Vos Jan A
Department of Interventional Radiology, St Antonius Hospital, Nieuwegein, The Netherlands -
J Cardiovasc Surg (Torino). 2017 Apr;58(2):170-177. doi: 10.23736/S0021-9509.16.09848-7. Epub 2016 Dec 22.
Embolic protection devices (EPDs) are often used during carotid angioplasty and stenting (CAS) to reduce procedural cerebral emboli. This manuscript seeks to present an overview of evidence on EPDs during CAS. There are three categories of EPDs: distal occlusion (DO-EPD), filter (F-EPD) and proximal occlusion (PO-EPD). DO and F-EPDs have the disadvantage that the device has to be advanced through the stenosis, without protection and that the device may damage the distal internal carotid artery (ICA). F-EPDs have the advantage of maintaining antegrade flow throughout the procedure. PO-EPDs occlude the ICA and external carotid artery (ECA) (blocking antegrade flow), but do not require manipulation of the stenosis before protection is established. All devices add to procedural time and costs. Many single-center series and meta-analyses have shown lower incidence of procedural complications and surrogate endpoints when EPDs are used. However, these series are hampered by a serious confounder: protected cases were generally performed later, when institutions had more experience and when newer stents, techniques etc. had become available. Two small randomized trials showed no difference between filter-protected and unprotected procedures in clinical outcome, but found significantly more surrogate endpoints (diffusion-weighted MRI lesions and transcranial Doppler detected micro-emboli) in the protected groups. Comparing between groups of EPDs, some studies slightly favored PO to F-EPDs, while others found no difference. All devices were associated with low numbers of clinical cerebral complications, but frequent surrogate signs of cerebral embolization. In conclusion, all currently available EPDs still result in some degree of cerebral embolization. No solid recommendation for a particular type of EPDs, if any, can be derived from literature.
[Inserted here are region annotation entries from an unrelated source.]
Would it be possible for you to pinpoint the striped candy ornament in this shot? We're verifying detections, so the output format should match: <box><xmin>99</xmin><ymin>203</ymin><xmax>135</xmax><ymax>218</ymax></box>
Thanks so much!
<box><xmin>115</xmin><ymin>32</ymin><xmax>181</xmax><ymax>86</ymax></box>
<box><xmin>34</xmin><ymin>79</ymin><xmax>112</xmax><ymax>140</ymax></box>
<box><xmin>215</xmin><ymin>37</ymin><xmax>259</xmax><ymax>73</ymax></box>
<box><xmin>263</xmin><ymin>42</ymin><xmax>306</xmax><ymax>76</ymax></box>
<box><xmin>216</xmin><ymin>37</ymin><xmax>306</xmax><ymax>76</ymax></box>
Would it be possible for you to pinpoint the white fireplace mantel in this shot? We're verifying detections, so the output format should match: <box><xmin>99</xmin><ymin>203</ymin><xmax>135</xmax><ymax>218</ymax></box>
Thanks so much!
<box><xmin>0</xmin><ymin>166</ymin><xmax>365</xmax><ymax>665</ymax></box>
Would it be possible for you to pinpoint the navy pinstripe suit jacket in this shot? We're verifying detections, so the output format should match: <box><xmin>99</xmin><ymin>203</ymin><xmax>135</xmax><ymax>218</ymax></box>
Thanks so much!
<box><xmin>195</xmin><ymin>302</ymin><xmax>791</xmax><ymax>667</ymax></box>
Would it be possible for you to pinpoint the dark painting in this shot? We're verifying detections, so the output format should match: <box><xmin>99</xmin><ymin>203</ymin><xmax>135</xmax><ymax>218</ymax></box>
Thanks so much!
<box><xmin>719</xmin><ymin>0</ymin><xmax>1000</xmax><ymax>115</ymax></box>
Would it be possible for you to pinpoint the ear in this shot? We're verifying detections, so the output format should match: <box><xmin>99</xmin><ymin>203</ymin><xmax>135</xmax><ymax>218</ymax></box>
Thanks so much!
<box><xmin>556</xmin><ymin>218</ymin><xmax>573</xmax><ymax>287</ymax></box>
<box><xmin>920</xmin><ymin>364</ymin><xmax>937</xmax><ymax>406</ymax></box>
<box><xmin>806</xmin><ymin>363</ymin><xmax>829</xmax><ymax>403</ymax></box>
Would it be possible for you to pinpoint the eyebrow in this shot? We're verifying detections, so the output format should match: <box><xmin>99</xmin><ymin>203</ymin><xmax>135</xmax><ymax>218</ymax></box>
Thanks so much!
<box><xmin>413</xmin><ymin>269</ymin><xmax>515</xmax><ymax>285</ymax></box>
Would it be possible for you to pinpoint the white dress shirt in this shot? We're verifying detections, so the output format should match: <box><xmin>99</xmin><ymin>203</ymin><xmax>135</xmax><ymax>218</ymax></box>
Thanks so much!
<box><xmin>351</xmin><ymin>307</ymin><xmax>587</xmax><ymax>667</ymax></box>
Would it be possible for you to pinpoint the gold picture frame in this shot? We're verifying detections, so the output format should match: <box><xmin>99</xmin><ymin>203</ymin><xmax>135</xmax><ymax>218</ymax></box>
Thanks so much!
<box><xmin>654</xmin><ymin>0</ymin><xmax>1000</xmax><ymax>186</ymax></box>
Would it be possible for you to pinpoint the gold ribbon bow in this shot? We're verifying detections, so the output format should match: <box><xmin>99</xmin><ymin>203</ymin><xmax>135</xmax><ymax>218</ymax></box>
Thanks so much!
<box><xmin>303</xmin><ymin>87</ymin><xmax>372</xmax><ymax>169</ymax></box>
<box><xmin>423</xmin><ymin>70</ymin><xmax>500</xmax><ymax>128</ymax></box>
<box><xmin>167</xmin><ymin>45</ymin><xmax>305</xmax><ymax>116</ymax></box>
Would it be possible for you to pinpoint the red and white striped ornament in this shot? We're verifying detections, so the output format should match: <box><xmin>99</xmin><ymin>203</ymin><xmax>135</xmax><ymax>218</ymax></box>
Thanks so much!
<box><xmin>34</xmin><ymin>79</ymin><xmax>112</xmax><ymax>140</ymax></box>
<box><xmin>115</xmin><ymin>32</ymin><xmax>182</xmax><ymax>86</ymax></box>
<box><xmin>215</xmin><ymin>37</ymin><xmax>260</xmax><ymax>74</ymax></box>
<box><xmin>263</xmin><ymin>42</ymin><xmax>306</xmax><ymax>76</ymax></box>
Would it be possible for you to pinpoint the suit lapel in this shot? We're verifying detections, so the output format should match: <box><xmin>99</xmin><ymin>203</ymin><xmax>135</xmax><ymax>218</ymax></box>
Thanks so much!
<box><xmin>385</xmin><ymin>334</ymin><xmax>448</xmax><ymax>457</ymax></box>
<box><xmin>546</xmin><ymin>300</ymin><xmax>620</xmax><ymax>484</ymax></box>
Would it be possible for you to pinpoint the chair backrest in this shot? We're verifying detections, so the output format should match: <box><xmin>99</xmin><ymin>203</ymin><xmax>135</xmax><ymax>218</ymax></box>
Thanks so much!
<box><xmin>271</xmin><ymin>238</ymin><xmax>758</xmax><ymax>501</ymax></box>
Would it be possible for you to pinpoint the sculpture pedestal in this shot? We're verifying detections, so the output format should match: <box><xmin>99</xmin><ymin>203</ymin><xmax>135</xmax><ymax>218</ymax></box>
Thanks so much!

在颈动脉血管成形术和支架置入术(CAS)过程中,常使用栓子保护装置(EPD)以减少手术过程中的脑栓塞。本文旨在概述CAS期间使用EPD的相关证据。EPD有三类:远端闭塞型(DO-EPD)、滤网型(F-EPD)和近端闭塞型(PO-EPD)。DO-EPD和F-EPD的缺点是装置必须在无保护的情况下通过狭窄部位推进,且该装置可能会损伤颈内动脉(ICA)远端。F-EPD的优点是在整个手术过程中能保持顺行血流。PO-EPD会闭塞ICA和颈外动脉(ECA)(阻断顺行血流),但在建立保护之前不需要对狭窄部位进行操作。所有装置都会增加手术时间和成本。许多单中心系列研究和荟萃分析表明,使用EPD时手术并发症和替代终点的发生率较低。然而,这些系列研究受到一个严重混杂因素的影响:接受保护的病例通常在机构经验更丰富、有更新的支架和技术等可用时才进行。两项小型随机试验表明,滤网保护组和未保护组在临床结局上没有差异,但发现保护组的替代终点(扩散加权磁共振成像病变和经颅多普勒检测到的微栓子)明显更多。在不同类型的EPD之间进行比较时,一些研究略微倾向于PO-EPD而非F-EPD,而另一些研究则未发现差异。所有装置导致的临床脑并发症数量都较少,但脑栓塞的替代征象频繁出现。总之,目前所有可用的EPD仍会导致一定程度的脑栓塞。从文献中无法得出对特定类型EPD(如果有的话)的确切推荐。